Trois femmes sont revenues l’une après l’autre de là où on emmènerait Marie. Je me souviens très précisément de chacune d’elles. La première était très jeune et paraissait avoir pleuré. Elle est repartie seule et j’ai eu honte de notre délégation. Difficile de donner un âge à la suivante, qui a traversé la pièce d’un pas raide, comme verrouillé sur une douleur aigue. Son compagnon a bondi, rassemblé leurs affaires à la hâte, l’a suivie en lui coulant des regards admiratifs et penauds car, tout bien bâti qu’il était, il demeurait impuissant à la soulager. La troisième est restée assise un long moment, la main sur le ventre, pas encore déshabituée de cette attention que portent les femmes à l’endroit où grandit leur bébé. La main de l’homme près d’elle s’est posée sur la sienne puis glissée dessous, séparant avec une infinie douceur la mère et l’enfant qui n’y était plus. C’est à ce moment là qu’on est venu chercher Marie.

L’attente a repris. Les regards m’ont encore plus soigneusement évité, m’enjoignant, en quelque sorte, de ne pas exister ici, de ne pas me rappeler aux autres avec mon inquiétude et notre délit. J’ai obéi en me laissant glisser dans la torpeur.

Le cri étouffé de Sonia à l’apparition d’une aide-soignante m’en a tiré. Sa blouse était tout éclaboussée d’un sang frais. J’ai compris. J’aurais voulu lui dire de ne pas s’approcher de moi, de se taire. Ce qu’elle avait à m’apprendre, si je l’entendais, deviendrait réel. Tout en moi s’y refusait. Chaque seconde était bonne à gagner.

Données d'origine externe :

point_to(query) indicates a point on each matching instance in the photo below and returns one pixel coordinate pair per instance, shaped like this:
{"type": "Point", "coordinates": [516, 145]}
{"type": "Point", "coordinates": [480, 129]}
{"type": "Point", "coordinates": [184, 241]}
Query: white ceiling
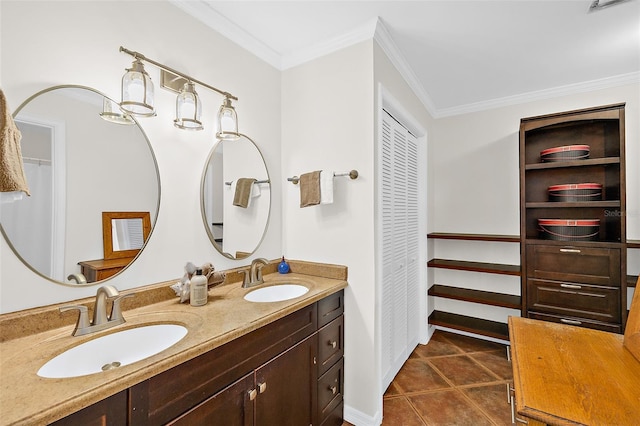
{"type": "Point", "coordinates": [457, 55]}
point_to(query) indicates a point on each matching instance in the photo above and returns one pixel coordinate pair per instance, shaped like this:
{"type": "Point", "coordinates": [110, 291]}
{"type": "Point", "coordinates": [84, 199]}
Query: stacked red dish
{"type": "Point", "coordinates": [564, 153]}
{"type": "Point", "coordinates": [569, 229]}
{"type": "Point", "coordinates": [575, 192]}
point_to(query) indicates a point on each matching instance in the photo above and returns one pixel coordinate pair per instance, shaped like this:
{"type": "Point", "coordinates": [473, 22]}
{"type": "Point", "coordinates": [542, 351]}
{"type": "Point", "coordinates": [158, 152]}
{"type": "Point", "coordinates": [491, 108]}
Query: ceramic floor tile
{"type": "Point", "coordinates": [437, 346]}
{"type": "Point", "coordinates": [473, 392]}
{"type": "Point", "coordinates": [448, 407]}
{"type": "Point", "coordinates": [496, 361]}
{"type": "Point", "coordinates": [492, 400]}
{"type": "Point", "coordinates": [392, 390]}
{"type": "Point", "coordinates": [417, 375]}
{"type": "Point", "coordinates": [399, 412]}
{"type": "Point", "coordinates": [462, 370]}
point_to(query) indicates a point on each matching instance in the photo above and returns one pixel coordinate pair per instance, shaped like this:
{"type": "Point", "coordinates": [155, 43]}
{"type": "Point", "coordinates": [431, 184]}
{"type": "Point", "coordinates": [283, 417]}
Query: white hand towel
{"type": "Point", "coordinates": [326, 187]}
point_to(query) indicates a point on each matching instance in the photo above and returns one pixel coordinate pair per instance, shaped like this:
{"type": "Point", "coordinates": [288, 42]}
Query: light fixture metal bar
{"type": "Point", "coordinates": [138, 55]}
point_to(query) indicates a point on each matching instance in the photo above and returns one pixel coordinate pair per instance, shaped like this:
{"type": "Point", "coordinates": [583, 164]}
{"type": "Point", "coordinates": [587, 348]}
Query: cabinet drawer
{"type": "Point", "coordinates": [587, 265]}
{"type": "Point", "coordinates": [596, 325]}
{"type": "Point", "coordinates": [330, 344]}
{"type": "Point", "coordinates": [330, 308]}
{"type": "Point", "coordinates": [330, 390]}
{"type": "Point", "coordinates": [577, 300]}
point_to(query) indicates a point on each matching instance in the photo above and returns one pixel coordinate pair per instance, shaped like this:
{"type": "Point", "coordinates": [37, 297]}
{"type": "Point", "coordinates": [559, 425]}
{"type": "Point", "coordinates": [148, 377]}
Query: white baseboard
{"type": "Point", "coordinates": [358, 418]}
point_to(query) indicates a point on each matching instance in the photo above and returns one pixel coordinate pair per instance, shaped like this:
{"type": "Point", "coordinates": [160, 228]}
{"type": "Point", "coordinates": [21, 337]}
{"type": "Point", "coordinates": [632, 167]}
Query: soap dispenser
{"type": "Point", "coordinates": [199, 291]}
{"type": "Point", "coordinates": [283, 267]}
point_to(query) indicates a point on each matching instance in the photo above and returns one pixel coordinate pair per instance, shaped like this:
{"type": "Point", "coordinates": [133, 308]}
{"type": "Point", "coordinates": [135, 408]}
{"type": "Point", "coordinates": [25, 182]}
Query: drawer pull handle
{"type": "Point", "coordinates": [569, 250]}
{"type": "Point", "coordinates": [573, 286]}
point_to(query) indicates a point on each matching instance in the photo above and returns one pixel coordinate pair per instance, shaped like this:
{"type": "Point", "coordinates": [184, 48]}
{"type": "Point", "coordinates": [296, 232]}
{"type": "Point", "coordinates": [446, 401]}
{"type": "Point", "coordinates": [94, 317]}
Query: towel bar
{"type": "Point", "coordinates": [353, 174]}
{"type": "Point", "coordinates": [258, 181]}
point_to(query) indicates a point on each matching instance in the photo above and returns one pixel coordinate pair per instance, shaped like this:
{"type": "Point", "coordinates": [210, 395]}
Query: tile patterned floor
{"type": "Point", "coordinates": [453, 380]}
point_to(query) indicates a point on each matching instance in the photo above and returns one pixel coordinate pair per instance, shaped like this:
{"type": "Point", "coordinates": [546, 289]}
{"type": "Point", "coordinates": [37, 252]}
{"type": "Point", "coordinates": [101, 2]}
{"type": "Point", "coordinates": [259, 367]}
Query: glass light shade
{"type": "Point", "coordinates": [111, 112]}
{"type": "Point", "coordinates": [188, 109]}
{"type": "Point", "coordinates": [227, 122]}
{"type": "Point", "coordinates": [137, 91]}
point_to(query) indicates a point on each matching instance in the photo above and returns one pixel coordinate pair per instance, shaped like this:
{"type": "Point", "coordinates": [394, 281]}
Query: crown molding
{"type": "Point", "coordinates": [389, 47]}
{"type": "Point", "coordinates": [200, 10]}
{"type": "Point", "coordinates": [362, 33]}
{"type": "Point", "coordinates": [376, 29]}
{"type": "Point", "coordinates": [554, 92]}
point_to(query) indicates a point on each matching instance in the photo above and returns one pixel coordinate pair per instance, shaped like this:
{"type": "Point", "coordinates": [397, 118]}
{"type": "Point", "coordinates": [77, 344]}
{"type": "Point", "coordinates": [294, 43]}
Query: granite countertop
{"type": "Point", "coordinates": [26, 398]}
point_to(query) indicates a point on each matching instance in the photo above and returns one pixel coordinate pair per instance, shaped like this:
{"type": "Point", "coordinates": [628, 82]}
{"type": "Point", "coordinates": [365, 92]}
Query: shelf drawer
{"type": "Point", "coordinates": [330, 390]}
{"type": "Point", "coordinates": [576, 300]}
{"type": "Point", "coordinates": [574, 263]}
{"type": "Point", "coordinates": [581, 322]}
{"type": "Point", "coordinates": [330, 344]}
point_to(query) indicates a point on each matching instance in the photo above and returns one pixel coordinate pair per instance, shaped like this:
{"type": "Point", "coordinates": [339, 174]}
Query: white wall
{"type": "Point", "coordinates": [328, 124]}
{"type": "Point", "coordinates": [475, 187]}
{"type": "Point", "coordinates": [475, 161]}
{"type": "Point", "coordinates": [328, 118]}
{"type": "Point", "coordinates": [50, 43]}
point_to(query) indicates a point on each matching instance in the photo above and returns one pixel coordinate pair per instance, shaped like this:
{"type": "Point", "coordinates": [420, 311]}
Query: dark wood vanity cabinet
{"type": "Point", "coordinates": [569, 279]}
{"type": "Point", "coordinates": [289, 372]}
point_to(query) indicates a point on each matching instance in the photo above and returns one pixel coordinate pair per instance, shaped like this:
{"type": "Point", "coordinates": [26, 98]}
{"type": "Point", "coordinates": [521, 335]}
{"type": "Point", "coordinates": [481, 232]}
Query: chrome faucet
{"type": "Point", "coordinates": [253, 275]}
{"type": "Point", "coordinates": [101, 321]}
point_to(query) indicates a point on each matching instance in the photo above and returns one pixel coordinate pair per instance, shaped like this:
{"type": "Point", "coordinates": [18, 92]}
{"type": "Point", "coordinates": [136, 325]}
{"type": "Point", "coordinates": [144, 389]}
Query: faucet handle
{"type": "Point", "coordinates": [116, 309]}
{"type": "Point", "coordinates": [246, 280]}
{"type": "Point", "coordinates": [83, 318]}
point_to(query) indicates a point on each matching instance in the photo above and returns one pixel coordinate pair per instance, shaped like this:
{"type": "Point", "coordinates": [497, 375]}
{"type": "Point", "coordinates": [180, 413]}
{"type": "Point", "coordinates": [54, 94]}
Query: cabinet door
{"type": "Point", "coordinates": [287, 387]}
{"type": "Point", "coordinates": [233, 406]}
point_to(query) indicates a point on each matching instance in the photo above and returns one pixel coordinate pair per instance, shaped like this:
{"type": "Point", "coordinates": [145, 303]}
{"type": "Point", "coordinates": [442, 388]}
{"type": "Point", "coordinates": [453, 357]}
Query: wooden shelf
{"type": "Point", "coordinates": [476, 296]}
{"type": "Point", "coordinates": [474, 237]}
{"type": "Point", "coordinates": [573, 163]}
{"type": "Point", "coordinates": [462, 265]}
{"type": "Point", "coordinates": [483, 327]}
{"type": "Point", "coordinates": [576, 204]}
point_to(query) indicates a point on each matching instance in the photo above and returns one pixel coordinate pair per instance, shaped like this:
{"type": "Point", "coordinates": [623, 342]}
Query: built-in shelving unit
{"type": "Point", "coordinates": [573, 274]}
{"type": "Point", "coordinates": [466, 323]}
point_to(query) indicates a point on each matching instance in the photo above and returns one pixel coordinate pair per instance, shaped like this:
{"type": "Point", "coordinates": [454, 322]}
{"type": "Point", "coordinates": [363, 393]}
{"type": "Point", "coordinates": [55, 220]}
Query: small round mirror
{"type": "Point", "coordinates": [236, 197]}
{"type": "Point", "coordinates": [82, 159]}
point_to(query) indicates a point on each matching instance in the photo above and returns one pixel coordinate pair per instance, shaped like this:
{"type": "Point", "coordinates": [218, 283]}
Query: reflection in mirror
{"type": "Point", "coordinates": [236, 197]}
{"type": "Point", "coordinates": [77, 166]}
{"type": "Point", "coordinates": [124, 233]}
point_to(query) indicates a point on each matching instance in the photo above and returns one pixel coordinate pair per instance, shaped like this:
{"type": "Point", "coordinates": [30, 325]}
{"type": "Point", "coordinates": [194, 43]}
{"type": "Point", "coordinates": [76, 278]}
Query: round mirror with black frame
{"type": "Point", "coordinates": [82, 158]}
{"type": "Point", "coordinates": [236, 197]}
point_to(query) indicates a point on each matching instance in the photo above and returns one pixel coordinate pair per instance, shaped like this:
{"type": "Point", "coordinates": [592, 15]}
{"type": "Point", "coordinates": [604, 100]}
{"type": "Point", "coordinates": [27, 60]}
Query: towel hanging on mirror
{"type": "Point", "coordinates": [243, 192]}
{"type": "Point", "coordinates": [12, 177]}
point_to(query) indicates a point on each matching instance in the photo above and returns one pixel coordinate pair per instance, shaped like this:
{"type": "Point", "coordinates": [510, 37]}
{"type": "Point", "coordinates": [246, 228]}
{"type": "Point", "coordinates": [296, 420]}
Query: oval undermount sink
{"type": "Point", "coordinates": [113, 350]}
{"type": "Point", "coordinates": [276, 293]}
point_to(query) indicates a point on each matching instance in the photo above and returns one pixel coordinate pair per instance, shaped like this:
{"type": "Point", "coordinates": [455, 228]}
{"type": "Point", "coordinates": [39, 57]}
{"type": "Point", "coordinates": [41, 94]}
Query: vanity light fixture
{"type": "Point", "coordinates": [137, 91]}
{"type": "Point", "coordinates": [188, 105]}
{"type": "Point", "coordinates": [112, 112]}
{"type": "Point", "coordinates": [227, 121]}
{"type": "Point", "coordinates": [188, 109]}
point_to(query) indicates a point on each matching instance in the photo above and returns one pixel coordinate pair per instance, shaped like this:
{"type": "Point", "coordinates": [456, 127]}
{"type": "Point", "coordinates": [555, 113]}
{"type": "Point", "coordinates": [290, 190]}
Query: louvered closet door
{"type": "Point", "coordinates": [400, 298]}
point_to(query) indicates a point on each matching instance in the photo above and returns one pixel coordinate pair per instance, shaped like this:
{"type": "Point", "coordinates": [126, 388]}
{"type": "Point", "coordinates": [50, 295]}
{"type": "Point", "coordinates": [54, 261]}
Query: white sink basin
{"type": "Point", "coordinates": [276, 293]}
{"type": "Point", "coordinates": [113, 350]}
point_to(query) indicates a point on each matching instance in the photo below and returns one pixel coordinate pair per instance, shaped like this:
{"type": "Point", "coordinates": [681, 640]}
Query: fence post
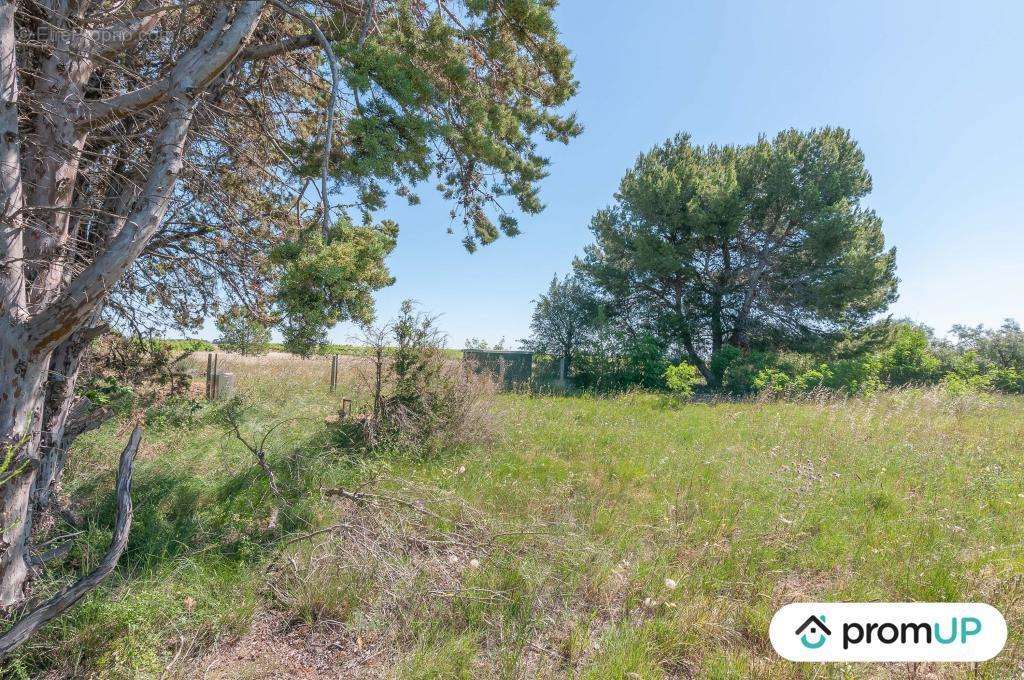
{"type": "Point", "coordinates": [209, 376]}
{"type": "Point", "coordinates": [213, 381]}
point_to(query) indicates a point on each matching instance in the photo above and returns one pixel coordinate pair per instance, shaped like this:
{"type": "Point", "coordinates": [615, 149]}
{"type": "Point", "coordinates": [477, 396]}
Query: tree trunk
{"type": "Point", "coordinates": [58, 404]}
{"type": "Point", "coordinates": [20, 382]}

J’ai appelé ma mère et je lui ai tout raconté. J’étais obligé de la mettre au courant : elle devait garder les enfants plus longtemps. Je resterais à Lyon le temps d’organiser le retour du corps – et d’acheter ces fichus cadeaux pour différer l’annonce. J’aurais pu me contenter de prétendre que les discussions éditoriales traînaient, mais j’avais sans doute besoin de m’épancher. J’ai eu l’impression de mentir, d’inventer une histoire abracadabrante pour une raison qui m’échappait. A l’autre bout du fil, ça a gémi.

— Oh mon pauvre chéri, mon Dieu. Oh quelle tragédie. Mais tais-toi, maintenant. Pas au téléphone.

Qu’est-ce que ça pouvait faire, à présent, qu’on me soupçonne ou pire, qu’on m’arrête ? J’ai tout de même raccroché. Ma mère risquait d’effrayer les enfants avec ses lamentations. Mes enfants que j’entends rire, s’amuser avec leurs pauvres jouets tandis que je repousse l’heure odieuse de révéler.
Sonia, effondrée, a proposé son aide à la sortie du lieu secret et désormais honni, mais j’étais incapable de la regarder. Encore moins de supporter l’idée qu’elle se tienne à mes côtés tandis que j’officialiserais la mort de Marie. Sa simple présence risquait de faire rompre les digues contenant je ne sais comment ma colère grandissante, mon désarroi. C’était injuste mais je l’aurais à coup sûr prise pour cible. Nous nous sommes quittés sans un mot là où nous nous étions retrouvés quelques heures plus tôt.

J’ai fait ce que j’avais à faire dans une hébétude presque agréable. Je n’étais pas tout à fait là. Ce n’était pas moi qui expliquais à l’homme obséquieux des pompes funèbres que ma femme était morte sur la table d’opération. Péritonite, hémorragie, tout est allé très vite. Je me suis entendu dire ce qu’il est convenu de dire dans ces cas-là. Et le mensonge accentuait encore mon sentiment de laisser durer trop longtemps une mauvaise farce.

— Mes condoléances, cher monsieur. Et pour le cercueil, vous avez des préférences ?

J’ignore comment j’ai réussi à venir à bout des formalités et des choix mais j’y ai réussi. Je ne voulais pas le savoir alors mais quand j’aurais quitté le bureau de l’homme trop poli, je serais profondément veuf de Marie.